The latter project was developed after a nationwide survey of 522 women conducted in March 1997 showed that 41% said learning about investing and money management is one of the most important skills a girl can acquire. Only 6% of the women felt they were very knowledgeable about investing, and 56% said they were not very knowledgeable.
Girls Inc. is based in New York, and can be reached at 212-689-3700 or via the World Wide Web at www.girlsinc.org.
The Pension Benefit Guaranty Corporation (PBGC), which ensures that more than 42 million workers who are enrolled in 50,000 defined benefit pension plans have some pension protection if their employers have financial difficulty and cannot fund pension plans or pay promised benefits, has published Your Guaranteed Pension. The publication can be obtained by writing to PBGC, 1200 K Street, NW, Washington, DC, 20005-4026 or calling (202) 326-4000. The agency's Internet address is www.pbgc.gov.
The Cooperative State Research, Education and Extension Service, U.S. Department of Agriculture, offers educational programs in personal finance with an emphasis on saving for retirement, through partner universities and county offices nationwide. Contact your local Cooperative Extension office, often located in courthouses, post offices, or other government buildings. The Internet address is www.reeusda.gov/statepartners/usa.htm.

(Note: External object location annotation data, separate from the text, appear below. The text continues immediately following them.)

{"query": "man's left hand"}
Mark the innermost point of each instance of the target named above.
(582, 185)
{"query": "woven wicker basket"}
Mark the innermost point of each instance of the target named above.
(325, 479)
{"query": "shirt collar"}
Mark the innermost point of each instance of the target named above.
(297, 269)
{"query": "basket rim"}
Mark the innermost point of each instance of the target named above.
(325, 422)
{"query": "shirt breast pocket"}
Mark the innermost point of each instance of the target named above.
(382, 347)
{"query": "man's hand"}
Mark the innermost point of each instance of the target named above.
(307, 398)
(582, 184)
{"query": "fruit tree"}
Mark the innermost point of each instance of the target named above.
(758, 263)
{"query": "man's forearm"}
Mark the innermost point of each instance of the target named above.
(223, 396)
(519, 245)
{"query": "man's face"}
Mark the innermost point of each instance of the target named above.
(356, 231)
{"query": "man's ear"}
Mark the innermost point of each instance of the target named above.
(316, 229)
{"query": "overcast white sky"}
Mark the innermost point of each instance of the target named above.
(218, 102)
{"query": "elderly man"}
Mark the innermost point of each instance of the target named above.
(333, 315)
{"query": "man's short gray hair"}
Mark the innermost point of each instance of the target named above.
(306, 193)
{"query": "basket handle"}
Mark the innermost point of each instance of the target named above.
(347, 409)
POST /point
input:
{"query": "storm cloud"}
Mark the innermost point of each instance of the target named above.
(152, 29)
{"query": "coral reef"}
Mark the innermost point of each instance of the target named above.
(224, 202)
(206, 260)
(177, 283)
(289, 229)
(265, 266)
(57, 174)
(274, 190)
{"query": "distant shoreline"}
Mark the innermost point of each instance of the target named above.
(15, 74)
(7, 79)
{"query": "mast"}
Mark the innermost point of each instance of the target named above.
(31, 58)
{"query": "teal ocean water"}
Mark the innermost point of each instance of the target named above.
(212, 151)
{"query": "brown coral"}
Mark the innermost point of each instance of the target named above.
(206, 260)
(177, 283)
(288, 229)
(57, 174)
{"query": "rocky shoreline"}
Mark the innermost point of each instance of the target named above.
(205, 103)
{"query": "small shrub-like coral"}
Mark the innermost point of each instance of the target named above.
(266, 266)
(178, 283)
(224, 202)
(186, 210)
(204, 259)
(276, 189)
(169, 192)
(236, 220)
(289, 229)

The Internal Revenue Service has many resources to help taxpayers understand financial issues facing them in retirement. One good starting place is Publication 910, Guide to Free Tax Services. This and other publications can be ordered by calling 1-800-TAX-FORM (1-800-329-3676). The TTY/TDD number is 1-800-829-4059. The Internet address is www.irs.ustreas.gov.
The General Services Administration offers many free and low-cost publications about retirement planning. For the agency's free Consumer Information Catalog, call 1-888-878-3256, or write "Consumer Information Catalog," Pueblo, Colo., 81009. The Internet address is www.pueblo.gsa.gov.
The U.S. Federal Trade Commission offers advice on how to guard against fraudulent investment schemes. Write or call: Consumer Response Center, Federal Trade Commission, Washington, DC 20580, (202) 326-2222 or TDD (202) 326-2502 or visit the agency's Web site at www.ftc.gov.
No one can deny that Social Security provides the primary source of income today for over two-thirds of all retired Americans. For those no longer working, employment-based defined benefit pensions, employment-based defined contribution pensions, and individual savings outside of any tax-deferred arrangement, or through an IRA, provide additional cash income to supplement Social Security.
No more than 20 percent of all workers will ever work under one defined benefit pension plan long enough to get a sufficiently substantial pension to fully supplement Social Security. For the other 80 percent, the only hope of adequate supplementation is individual savings, hopefully with the added contributions of an employer to a money purchase pension plan, a 401(k), a 403(b), or some other type of defined contribution arrangement. First, consider the fact that two-thirds of retirees have little from the sources just mentioned, which underlines the need for education.
Then, consider the fact that Congress has already acted to raise the age for full retirement benefits under Social Security from age 65 to age 67, and the fact that more will have to be done to assure the system's future viability.
These facts combine to tell us that anything we can do as a nation to encourage employers to do more to provide pensions of any type, and to educate workers, should be done if we continue to have the policy objective of allowing individuals to retire with dignity.
I congratulate the Oversight Subcommittee for its ongoing work on this important topic. As previously mentioned, I first appeared before this Subcommittee in 1976, some 22 years ago, and I have always found it to be focused on providing a framework of policy that will allow Americans to fulfill the dream of a comfortable retirement. You have continued that positive movement today, and I thank you for allowing me to be a part of this hearing.